- Citizenship: Canada
- Education: McMaster University September 1969 - April 1973 and July 1994 - April 1996, University of Guelph September 1996 - May 1998, University of Manitoba September 1999 - July 2004, University of Winnipeg September 2004 - August 2006
- Employer(s): Lakehead University, Thunder Bay - Canada

= Deborah C. Merrett =

Canadian anthropologist

Deborah C. Merrett is a Canadian anthropologist and paleopathologist known for her contributions to the study of ancient human health and the biological responses of early populations to environmental challenges. She has worked extensively on bioarchaeology and paleopathology, specifically focusing on the analysis of health patterns in ancient populations. Merrett's research spans several early human settlements, with notable work at the sites of Ganj Dareh, Iran, and the Late Shang site of Yinxu, China.

== Early life and education ==
Merrett was raised in the town of Deep River, Ontario and completed her undergraduate studies in Anthropology and Biochemistry at McMaster University. She then earned an M.Sc. in Human Kinetics from the University of Guelph, where her work focused on the biomechanics and physiology of early human communities. She later pursued her Ph.D. in Anthropology at the University of Manitoba and received a Postdoctoral Fellowship in Paleopathology at the University of Winnipeg.

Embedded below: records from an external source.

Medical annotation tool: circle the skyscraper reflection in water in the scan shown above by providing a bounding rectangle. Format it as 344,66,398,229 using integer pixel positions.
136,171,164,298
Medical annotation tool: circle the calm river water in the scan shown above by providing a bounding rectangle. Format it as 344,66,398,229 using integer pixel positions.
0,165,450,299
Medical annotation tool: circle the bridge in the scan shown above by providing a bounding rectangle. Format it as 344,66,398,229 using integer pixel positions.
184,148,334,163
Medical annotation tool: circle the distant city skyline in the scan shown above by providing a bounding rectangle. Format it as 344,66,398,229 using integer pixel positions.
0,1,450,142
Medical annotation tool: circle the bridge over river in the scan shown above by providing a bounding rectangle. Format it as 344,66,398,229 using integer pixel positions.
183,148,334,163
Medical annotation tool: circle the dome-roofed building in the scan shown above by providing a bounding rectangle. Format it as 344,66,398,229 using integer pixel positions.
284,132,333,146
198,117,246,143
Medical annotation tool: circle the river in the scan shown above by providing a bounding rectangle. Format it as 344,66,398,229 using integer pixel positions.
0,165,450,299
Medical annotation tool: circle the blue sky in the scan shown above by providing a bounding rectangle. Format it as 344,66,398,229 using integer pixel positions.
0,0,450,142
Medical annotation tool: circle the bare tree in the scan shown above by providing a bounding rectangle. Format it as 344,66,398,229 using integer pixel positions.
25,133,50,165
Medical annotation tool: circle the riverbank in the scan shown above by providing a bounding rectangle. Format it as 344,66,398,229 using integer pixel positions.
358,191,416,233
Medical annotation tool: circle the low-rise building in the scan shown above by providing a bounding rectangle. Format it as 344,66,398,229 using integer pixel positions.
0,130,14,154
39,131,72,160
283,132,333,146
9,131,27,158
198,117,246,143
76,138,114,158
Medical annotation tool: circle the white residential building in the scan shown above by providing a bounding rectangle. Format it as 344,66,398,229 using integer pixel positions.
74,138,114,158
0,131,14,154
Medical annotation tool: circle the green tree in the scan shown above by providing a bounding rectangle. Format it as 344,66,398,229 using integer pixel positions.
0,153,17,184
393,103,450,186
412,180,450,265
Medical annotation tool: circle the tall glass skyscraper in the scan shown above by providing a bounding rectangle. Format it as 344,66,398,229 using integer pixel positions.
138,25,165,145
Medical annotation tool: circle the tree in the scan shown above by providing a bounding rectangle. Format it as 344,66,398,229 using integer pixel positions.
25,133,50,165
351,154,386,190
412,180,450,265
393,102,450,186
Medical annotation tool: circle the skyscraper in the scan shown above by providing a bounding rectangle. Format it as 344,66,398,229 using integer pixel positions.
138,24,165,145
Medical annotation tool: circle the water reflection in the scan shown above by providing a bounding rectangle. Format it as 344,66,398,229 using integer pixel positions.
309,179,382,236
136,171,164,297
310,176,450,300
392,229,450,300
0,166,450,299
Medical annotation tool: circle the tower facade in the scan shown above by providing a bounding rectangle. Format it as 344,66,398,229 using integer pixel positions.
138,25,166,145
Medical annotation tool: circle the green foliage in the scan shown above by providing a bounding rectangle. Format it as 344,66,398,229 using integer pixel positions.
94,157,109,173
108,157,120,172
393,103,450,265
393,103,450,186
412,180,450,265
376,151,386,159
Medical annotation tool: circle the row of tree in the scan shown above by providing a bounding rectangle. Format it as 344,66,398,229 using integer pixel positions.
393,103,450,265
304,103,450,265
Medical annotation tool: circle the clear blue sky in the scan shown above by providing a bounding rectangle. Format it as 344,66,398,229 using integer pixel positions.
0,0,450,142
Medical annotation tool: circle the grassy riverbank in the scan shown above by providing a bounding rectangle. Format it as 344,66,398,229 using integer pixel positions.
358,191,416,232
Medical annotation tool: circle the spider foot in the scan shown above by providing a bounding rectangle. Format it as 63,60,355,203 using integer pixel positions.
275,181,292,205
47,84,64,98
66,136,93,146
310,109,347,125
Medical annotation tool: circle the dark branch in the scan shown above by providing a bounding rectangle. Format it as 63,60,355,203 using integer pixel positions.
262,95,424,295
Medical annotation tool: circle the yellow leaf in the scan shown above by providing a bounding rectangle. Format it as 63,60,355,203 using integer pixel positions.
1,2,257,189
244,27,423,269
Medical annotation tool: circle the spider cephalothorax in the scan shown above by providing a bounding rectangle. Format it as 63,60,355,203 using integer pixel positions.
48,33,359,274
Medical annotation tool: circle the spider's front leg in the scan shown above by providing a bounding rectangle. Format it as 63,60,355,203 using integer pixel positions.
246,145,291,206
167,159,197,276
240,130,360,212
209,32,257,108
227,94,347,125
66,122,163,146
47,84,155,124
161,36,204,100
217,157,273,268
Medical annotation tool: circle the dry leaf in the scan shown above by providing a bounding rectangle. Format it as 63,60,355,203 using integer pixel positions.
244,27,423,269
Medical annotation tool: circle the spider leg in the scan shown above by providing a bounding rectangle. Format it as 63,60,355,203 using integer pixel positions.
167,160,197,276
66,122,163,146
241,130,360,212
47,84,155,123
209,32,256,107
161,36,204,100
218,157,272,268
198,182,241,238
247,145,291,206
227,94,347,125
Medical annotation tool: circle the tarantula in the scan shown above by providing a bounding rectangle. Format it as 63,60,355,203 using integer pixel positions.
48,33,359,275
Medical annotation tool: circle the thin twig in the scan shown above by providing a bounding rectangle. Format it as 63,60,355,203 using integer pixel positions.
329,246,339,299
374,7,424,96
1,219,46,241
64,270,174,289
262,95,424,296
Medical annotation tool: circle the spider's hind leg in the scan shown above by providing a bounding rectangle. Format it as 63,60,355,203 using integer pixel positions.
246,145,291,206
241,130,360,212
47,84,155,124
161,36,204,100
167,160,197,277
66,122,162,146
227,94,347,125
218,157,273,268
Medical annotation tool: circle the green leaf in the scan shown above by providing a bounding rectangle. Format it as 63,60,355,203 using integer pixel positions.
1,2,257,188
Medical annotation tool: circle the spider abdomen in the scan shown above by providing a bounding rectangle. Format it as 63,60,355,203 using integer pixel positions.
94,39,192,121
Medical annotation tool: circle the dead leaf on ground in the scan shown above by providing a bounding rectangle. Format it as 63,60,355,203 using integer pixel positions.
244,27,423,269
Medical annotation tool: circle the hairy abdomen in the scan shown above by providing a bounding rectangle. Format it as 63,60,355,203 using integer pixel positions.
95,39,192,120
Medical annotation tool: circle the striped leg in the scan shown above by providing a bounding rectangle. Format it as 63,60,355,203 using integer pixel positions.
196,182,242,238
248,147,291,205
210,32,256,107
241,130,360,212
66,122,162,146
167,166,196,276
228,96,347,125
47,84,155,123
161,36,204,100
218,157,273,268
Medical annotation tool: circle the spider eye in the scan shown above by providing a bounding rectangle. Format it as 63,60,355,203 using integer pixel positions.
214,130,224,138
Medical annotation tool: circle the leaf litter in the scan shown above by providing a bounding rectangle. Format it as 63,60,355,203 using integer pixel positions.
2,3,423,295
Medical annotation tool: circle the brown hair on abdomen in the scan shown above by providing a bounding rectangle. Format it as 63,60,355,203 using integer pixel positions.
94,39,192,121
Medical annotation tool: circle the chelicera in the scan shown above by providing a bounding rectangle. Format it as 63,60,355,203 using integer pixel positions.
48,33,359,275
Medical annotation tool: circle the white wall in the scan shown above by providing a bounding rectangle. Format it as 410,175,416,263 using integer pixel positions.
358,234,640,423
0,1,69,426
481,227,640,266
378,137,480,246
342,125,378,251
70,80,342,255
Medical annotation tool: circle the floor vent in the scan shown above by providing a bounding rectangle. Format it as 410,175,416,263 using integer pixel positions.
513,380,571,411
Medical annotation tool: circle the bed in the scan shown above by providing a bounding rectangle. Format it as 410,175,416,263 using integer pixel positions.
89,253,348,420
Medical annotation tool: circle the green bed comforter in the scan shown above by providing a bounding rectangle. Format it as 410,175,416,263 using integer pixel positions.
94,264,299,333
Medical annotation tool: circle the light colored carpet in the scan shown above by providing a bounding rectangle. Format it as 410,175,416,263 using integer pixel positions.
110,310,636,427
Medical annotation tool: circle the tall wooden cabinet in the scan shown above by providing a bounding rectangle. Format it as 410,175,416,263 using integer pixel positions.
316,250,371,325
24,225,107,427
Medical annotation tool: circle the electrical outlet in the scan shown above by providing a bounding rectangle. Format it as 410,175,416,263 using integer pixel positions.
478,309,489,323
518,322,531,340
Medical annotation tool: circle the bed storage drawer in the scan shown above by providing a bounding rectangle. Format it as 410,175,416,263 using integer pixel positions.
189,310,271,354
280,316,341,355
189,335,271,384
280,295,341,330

== Academic career and research ==
Merrett holds adjunct positions in both the Department of Anthropology at Lakehead University and the Department of Archaeology at Simon Fraser University. Her research primarily involves the study of health and disease in ancient populations and aims to understand the complex interactions between human culture, environmental stressors, and biological responses. Dr Merrett's earliest papers were primarily biochemistry based, however over time her interest began to shift towards anthropological research, and eventually a blending of the two.

One of her most notable contributions was her research at the site of Ganj Dareh in the Zagros Mountains of Iran. Ganj Dareh is an early Neolithic site that provides invaluable insights into the lives of some of the earliest known pastoralist communities. In a groundbreaking 2016 study, Merrett co-authored an analysis that sequenced the genome of an early Neolithic woman from this site, offering rare insights into the genetic composition and health characteristics of Neolithic populations.

== Research ==
Merrett's work has been published in various academic journals and conference proceedings, and her research has been cited extensively in studies of bioarchaeology and paleopathology. In addition to her work at Ganj Dareh, Merrett has investigated post-mortem changes in skeletal remains to understand better the differential weathering patterns between immature and mature bones in experimental burial environments. Deborah C. Merrett has made also significant contributions to Chinese archaeology and bioarchaeology through her research on ancient populations in China. Her work primarily focuses on health patterns, stress indicators, and occupational specializations in early Chinese societies:

- In 2016, Merrett co-authored a study titled "Osteoarchaeological Studies of Human Systemic Stress of Early Urbanization in Late Shang at Anyang, China." This research examined the impact of early urbanization on commoners during the Late Shang dynasty (ca. 1250–1046 B.C.) by analyzing 347 individuals from two different burial contexts in Yinxu.
- In a 2017 study titled "Osteoarthritis, labour division, and occupational specialization of the Late Shang China - insights from Yinxu (ca. 1250 - 1046 B.C.)," Merrett and her colleagues investigated the prevalence of osteoarthritis among individuals from Yinxu, the last capital of the Late Shang dynasty. The research analyzed 167 skeletal remains from two sites, Xiaomintun and Xin'anzhuang, examining osteoarthritis in appendicular joints and spinal indicators.
- Merrett's research also extends to the study of enamel hypoplasia as an indicator of physiological stress in ancient populations. In a study titled "Enamel hypoplasia in Northeast China: Evidence from Houtaomuga," she examined skeletal remains from the Houtaomuga site, dating to 2250–2050 BP. The research focused on the prevalence and duration of linear enamel hypoplasia (LEH) in individuals from this site.
- In a collaborative effort, Merrett contributed to a comprehensive review titled "Human adaptation to Holocene environments: Perspectives and promise from China" which discusses recent archaeological research on human-environment interactions in China during the Holocene epoch.

Merrett has published a number of other works which may be accessed via the researchgate website and through institutions such as Lakehead University, Canada.